If you’re reading this article, you want to learn how to hit a new PR in the deadlift. Congrats on having a clear goal! So, how can this be done? The good news is: improving your max deadlift is really simple, basic stuff – eat good, train regularly, and let your body recover and grow. The bad news: you’ll need to lift hard and heavy, no excuses! Take the following tips and run to the gym, and we promise you’ll come back a new man.
Most lifters which fail to up their deadlift numbers are guilty either of undertraining or overtraining. If you’re only deadlifting once every few weeks, you shouldn’t expect to see significant progress. Of course that training other lifts will help improve your deadlift, but the best way to do this is still by performing more deadlifts, period.
On the other hand, if you’re deadlifting a few times a week, remind yourself that less is more and the most sustainable gains are the slow ones. You can’t get the results you want if you don’t allow your body to fully recover from each training session. In the long run, pushing yourself too hard and too desperately will only lead to overtraining and increased risk of injury. So you need to take a step back and try a different approach. Luckily, we have the perfect step-by-step strategy for maximizing your deadlifting power.
Since deadlifts are very taxing and stress the same muscles used during other heavy back movements, you will train the deadlift only once per week and you’ll do it few days after your heavy squats. If you want to make it in this game, you need to take great care of your back while at the same time providing it with enough stimuli for hypertrophy, and training with the optimal frequency is crucial for this. Also, you’ll take every fourth week off from deadlifting to ensure proper recovery. On every off-week, you’ll shift your focus to the lower back musculature and train it with 10-20-rep sets of good mornings, weighted back raises and pull-throughs. After sixteen weeks, you should experience 20-50-pound increase in 1RM.

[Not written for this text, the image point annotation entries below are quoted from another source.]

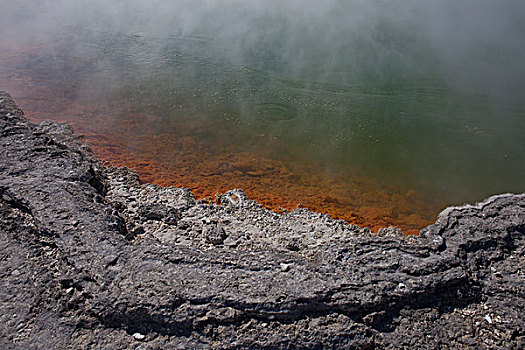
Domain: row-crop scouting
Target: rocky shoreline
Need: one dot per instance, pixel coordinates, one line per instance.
(92, 259)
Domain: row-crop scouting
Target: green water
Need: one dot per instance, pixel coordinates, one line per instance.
(361, 90)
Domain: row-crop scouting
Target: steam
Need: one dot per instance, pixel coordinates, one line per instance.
(319, 52)
(476, 42)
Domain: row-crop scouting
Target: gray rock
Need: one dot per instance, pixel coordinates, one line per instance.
(90, 258)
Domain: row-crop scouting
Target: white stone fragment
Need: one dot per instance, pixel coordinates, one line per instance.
(139, 336)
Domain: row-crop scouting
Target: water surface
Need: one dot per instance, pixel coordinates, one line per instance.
(374, 112)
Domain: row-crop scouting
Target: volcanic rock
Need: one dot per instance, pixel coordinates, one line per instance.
(90, 258)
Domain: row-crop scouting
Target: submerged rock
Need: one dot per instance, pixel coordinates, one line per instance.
(90, 258)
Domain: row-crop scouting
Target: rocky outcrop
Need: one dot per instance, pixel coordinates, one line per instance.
(90, 258)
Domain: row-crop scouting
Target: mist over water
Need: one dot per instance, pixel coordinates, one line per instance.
(423, 95)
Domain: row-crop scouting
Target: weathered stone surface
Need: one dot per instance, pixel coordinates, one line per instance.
(92, 259)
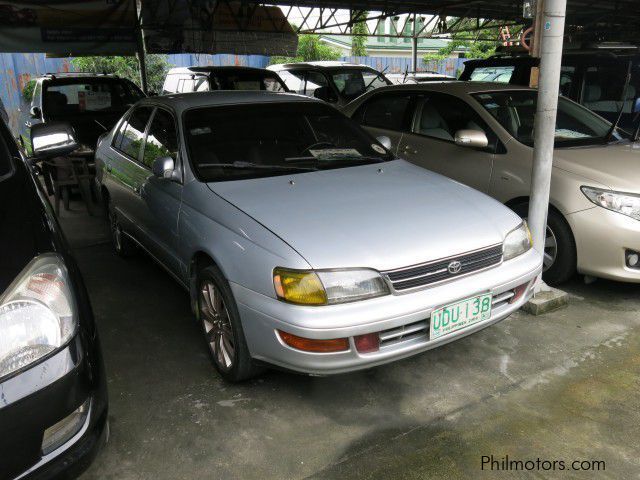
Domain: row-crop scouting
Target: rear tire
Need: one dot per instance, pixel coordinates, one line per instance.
(560, 259)
(218, 314)
(123, 246)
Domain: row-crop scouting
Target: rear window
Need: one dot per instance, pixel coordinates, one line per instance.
(63, 98)
(500, 74)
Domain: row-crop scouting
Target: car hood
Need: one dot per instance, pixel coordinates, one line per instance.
(380, 216)
(616, 166)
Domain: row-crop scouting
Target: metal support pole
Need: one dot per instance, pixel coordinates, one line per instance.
(551, 37)
(414, 44)
(140, 54)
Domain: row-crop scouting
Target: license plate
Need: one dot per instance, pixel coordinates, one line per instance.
(456, 316)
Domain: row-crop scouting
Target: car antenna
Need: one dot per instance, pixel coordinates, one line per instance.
(374, 78)
(624, 98)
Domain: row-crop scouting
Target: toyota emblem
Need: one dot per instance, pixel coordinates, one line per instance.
(454, 267)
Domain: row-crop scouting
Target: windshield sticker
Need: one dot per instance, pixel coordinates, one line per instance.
(333, 153)
(378, 149)
(200, 131)
(566, 133)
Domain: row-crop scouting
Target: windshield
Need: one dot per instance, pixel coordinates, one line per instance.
(352, 82)
(249, 141)
(65, 98)
(575, 125)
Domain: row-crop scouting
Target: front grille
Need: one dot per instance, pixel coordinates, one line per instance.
(437, 271)
(403, 333)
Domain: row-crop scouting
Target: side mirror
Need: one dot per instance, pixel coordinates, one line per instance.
(163, 167)
(384, 141)
(53, 139)
(471, 138)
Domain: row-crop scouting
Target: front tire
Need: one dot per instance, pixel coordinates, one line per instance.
(222, 328)
(560, 258)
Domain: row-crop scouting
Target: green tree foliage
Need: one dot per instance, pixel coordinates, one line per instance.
(483, 46)
(359, 39)
(310, 49)
(127, 67)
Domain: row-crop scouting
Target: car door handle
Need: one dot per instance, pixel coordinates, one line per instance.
(409, 149)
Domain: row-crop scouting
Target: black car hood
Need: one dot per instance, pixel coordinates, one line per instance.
(89, 127)
(24, 228)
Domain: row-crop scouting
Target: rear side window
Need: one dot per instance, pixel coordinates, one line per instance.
(170, 84)
(294, 80)
(162, 139)
(131, 133)
(603, 89)
(500, 74)
(384, 111)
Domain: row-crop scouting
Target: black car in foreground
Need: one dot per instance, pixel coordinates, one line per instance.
(53, 395)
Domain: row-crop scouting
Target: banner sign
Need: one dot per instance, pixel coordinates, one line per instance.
(209, 26)
(63, 27)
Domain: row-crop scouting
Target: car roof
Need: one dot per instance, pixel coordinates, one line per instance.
(215, 68)
(454, 87)
(318, 64)
(184, 101)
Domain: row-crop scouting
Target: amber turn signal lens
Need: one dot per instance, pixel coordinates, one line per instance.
(299, 287)
(312, 345)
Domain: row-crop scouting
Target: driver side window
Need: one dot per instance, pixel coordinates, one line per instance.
(441, 116)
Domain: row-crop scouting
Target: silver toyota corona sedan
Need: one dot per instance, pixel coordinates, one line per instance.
(303, 242)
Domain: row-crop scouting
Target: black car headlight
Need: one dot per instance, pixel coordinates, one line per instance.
(37, 314)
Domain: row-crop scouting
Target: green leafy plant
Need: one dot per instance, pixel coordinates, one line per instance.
(483, 46)
(127, 67)
(310, 49)
(359, 38)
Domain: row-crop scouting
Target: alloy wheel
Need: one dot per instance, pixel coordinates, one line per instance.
(217, 325)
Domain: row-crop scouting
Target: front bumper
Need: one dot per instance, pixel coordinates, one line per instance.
(396, 315)
(602, 237)
(41, 396)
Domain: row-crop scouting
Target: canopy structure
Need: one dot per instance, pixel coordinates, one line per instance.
(83, 27)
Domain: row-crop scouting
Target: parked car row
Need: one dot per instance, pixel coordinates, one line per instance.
(316, 239)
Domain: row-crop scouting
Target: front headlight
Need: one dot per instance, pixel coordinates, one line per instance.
(517, 242)
(36, 314)
(327, 287)
(625, 203)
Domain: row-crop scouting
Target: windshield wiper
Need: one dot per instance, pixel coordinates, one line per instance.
(256, 166)
(614, 127)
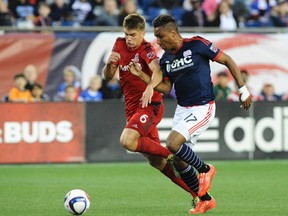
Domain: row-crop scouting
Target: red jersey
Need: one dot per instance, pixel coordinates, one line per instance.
(133, 87)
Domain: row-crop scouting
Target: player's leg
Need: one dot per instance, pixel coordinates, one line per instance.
(166, 168)
(134, 136)
(189, 176)
(191, 122)
(162, 165)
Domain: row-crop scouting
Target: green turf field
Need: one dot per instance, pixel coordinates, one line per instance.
(241, 188)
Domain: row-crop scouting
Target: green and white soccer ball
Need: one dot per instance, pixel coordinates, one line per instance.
(76, 202)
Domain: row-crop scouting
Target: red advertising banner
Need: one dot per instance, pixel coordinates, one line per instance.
(42, 133)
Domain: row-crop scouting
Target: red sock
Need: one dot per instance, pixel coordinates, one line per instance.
(167, 171)
(149, 146)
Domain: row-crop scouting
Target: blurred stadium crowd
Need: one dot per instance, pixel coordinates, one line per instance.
(225, 14)
(27, 89)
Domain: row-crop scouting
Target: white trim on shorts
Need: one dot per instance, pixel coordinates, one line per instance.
(193, 121)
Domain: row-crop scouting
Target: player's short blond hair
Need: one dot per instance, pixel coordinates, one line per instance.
(135, 21)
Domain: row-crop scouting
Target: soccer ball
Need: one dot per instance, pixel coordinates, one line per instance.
(76, 202)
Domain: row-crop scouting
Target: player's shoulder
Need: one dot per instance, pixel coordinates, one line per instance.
(147, 46)
(165, 57)
(120, 40)
(197, 40)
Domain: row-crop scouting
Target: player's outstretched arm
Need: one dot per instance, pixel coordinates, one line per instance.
(245, 97)
(163, 87)
(111, 66)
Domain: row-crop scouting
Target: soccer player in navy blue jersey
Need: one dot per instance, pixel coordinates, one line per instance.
(185, 64)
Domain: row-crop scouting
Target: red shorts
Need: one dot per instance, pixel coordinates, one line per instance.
(146, 119)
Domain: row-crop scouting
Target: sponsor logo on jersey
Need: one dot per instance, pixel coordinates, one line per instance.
(136, 58)
(187, 53)
(124, 67)
(179, 64)
(151, 55)
(213, 48)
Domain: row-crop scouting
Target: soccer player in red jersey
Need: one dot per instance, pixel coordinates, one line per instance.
(140, 133)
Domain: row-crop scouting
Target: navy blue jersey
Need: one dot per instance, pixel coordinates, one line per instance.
(189, 70)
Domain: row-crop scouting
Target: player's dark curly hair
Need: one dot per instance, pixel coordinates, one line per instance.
(165, 20)
(134, 21)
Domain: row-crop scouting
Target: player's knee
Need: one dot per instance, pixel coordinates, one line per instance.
(171, 146)
(157, 162)
(128, 143)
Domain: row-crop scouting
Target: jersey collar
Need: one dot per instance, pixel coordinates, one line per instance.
(181, 45)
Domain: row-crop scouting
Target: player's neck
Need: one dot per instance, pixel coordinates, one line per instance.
(178, 44)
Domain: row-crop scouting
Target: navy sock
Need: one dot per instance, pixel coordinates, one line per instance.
(189, 176)
(188, 155)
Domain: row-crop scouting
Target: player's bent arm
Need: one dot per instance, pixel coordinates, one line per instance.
(109, 71)
(245, 96)
(233, 68)
(163, 87)
(157, 76)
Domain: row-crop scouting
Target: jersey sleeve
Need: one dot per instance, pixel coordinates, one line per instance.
(148, 54)
(116, 48)
(207, 48)
(13, 94)
(163, 68)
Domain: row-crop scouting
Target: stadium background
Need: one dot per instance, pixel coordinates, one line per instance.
(79, 132)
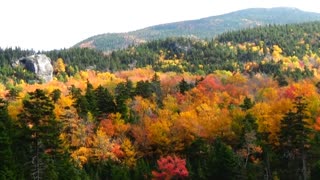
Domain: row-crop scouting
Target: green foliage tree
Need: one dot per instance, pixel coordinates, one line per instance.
(43, 131)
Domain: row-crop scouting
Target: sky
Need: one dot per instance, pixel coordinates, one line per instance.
(57, 24)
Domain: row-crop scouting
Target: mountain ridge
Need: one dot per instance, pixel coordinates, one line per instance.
(202, 28)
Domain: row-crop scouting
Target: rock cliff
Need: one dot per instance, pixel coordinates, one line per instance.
(39, 64)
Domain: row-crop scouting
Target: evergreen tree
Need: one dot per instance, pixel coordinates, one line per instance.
(7, 165)
(43, 131)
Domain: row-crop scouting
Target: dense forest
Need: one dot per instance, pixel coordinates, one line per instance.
(200, 28)
(244, 105)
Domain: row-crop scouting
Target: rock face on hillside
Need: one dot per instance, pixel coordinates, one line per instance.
(39, 64)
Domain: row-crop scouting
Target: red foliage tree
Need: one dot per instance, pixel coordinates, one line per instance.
(171, 168)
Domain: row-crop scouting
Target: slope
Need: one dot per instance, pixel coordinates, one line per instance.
(202, 28)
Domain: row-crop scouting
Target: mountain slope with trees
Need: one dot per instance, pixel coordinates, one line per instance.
(244, 105)
(201, 28)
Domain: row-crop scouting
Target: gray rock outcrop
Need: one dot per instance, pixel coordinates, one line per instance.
(39, 64)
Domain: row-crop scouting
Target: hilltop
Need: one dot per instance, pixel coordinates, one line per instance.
(205, 28)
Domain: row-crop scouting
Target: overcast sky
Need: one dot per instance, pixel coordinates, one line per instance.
(55, 24)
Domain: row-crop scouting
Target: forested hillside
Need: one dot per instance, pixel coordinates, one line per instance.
(205, 28)
(244, 105)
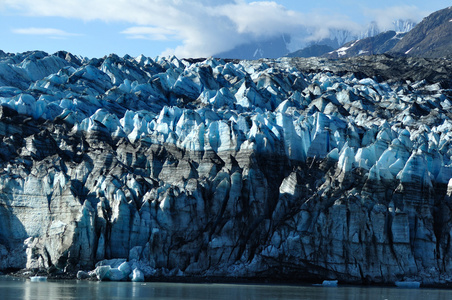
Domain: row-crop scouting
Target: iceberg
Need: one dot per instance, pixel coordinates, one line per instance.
(292, 168)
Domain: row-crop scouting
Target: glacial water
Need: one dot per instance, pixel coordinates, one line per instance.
(14, 288)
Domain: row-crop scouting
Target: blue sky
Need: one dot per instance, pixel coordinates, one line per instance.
(186, 28)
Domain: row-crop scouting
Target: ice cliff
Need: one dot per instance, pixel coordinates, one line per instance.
(289, 168)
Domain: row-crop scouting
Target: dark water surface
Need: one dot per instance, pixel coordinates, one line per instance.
(14, 288)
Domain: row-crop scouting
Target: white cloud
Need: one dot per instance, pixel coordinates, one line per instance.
(385, 17)
(204, 27)
(51, 32)
(149, 33)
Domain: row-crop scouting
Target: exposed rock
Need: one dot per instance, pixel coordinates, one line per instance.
(292, 168)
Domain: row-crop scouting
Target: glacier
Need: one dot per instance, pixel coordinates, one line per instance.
(308, 169)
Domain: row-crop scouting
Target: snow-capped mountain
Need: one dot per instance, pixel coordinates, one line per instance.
(379, 44)
(373, 40)
(430, 38)
(291, 168)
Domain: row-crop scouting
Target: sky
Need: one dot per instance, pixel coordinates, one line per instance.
(187, 28)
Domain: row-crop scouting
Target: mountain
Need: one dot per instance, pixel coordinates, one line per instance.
(378, 44)
(271, 48)
(311, 51)
(430, 38)
(282, 45)
(371, 41)
(300, 169)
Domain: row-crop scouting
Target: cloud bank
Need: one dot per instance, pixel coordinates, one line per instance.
(204, 27)
(51, 32)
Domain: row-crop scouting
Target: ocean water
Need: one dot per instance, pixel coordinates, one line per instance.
(14, 288)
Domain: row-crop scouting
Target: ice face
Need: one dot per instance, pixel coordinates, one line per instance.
(131, 157)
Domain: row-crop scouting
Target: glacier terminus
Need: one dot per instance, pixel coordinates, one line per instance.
(300, 168)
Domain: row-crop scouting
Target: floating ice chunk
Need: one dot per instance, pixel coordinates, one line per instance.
(346, 159)
(408, 284)
(38, 278)
(137, 276)
(330, 283)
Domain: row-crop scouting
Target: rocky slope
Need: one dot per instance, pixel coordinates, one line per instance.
(378, 44)
(306, 169)
(430, 38)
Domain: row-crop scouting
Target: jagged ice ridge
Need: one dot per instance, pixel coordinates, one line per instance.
(282, 168)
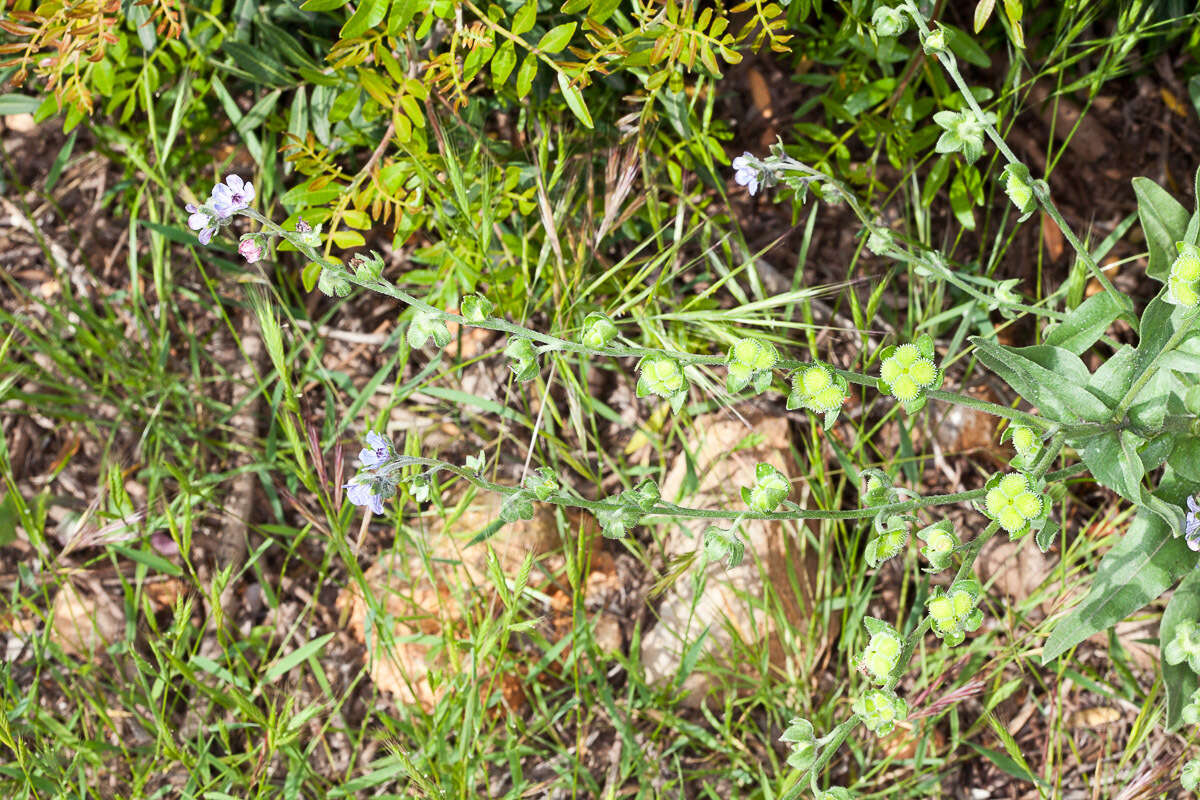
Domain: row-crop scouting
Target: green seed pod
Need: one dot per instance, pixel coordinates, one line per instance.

The approach is fairly simple: train hard and heavy, then go home to rest and grow. No fancy techniques, special sets and magic tricks. That’s the truly great thing about compounds: it’s all about good old hard work. The only things you need to focus on above everything else is a smartly planned weight progression, proper form and recovery. It probably goes without saying that you will also need to make sure to warm up thoroughly before doing the workouts.
By now, it’s probably worth outlining some of the most important form tips for deadlifting, because perfecting your form is the fastest way to increase your deadlift max. By improving your body mechanics, you’ll be able to increase the efficiency of the pull and deadlift heavier weights, thus making greater muscle gains. Therefore, when deadlifting, don’t forget to:
- Create tension through your entire body before even reaching for the bar
- Squeeze the glutes as hard as possible before the lift
- Grip the bar hard (if necessary, do some grip work before beginning this program)
- Keep the bar close to your body on the way up
- Drive the hips forward as the bar gets past your knees
- As the bar comes to your mid-thighs, lock your hips and knees
- Keep your lower back neutral all throughout the lift
- Return the weight to the floor by moving your hips back and bending your legs
In order to make the best use of this program, you need to start with an accurate 1RM. This is easier said than done, as most lifters tend to overestimate or underestimate their max, thus making progress extremely difficult. Therefore, make sure to find your true 1RM before beginning this program, and avoid recalculating it afterward.
Here’s how your week-to-week weight progression should look like:
WEEK 1: 5 sets x 5 reps with 70% 1RM
WEEK 2: 5 sets x 3 reps with 75% 1RM
WEEK 3: 5 sets x 1 rep with 80% 1RM
WEEK 4: Lower back work in the 10-20 rep range
WEEK 5: 5 sets x 5 reps with 75% 1RM
WEEK 6: 5 sets x 3 reps with 80% 1RM
WEEK 7: 5 sets x 1 rep with 85% 1RM
WEEK 8: Lower back work in the 10-20 rep range
WEEK 9: 4 sets x 5 reps with 80% 1RM
WEEK 10: 4 sets x 3 reps with 85% 1RM
WEEK 11: 4 sets x 1 rep with 90% 1RM
WEEK 12: Lower back work in the 10-20 rep range
WEEK 13: 3 sets x 5 reps with 85% 1RM
WEEK 14: 3 sets x 3 reps with 90% 1RM
WEEK 15: 3 sets x 1 rep with 95% 1RM
WEEK 16: Total off-week, no deadlifting or back work at all
WEEK 17: Time to retest your max and get surprised!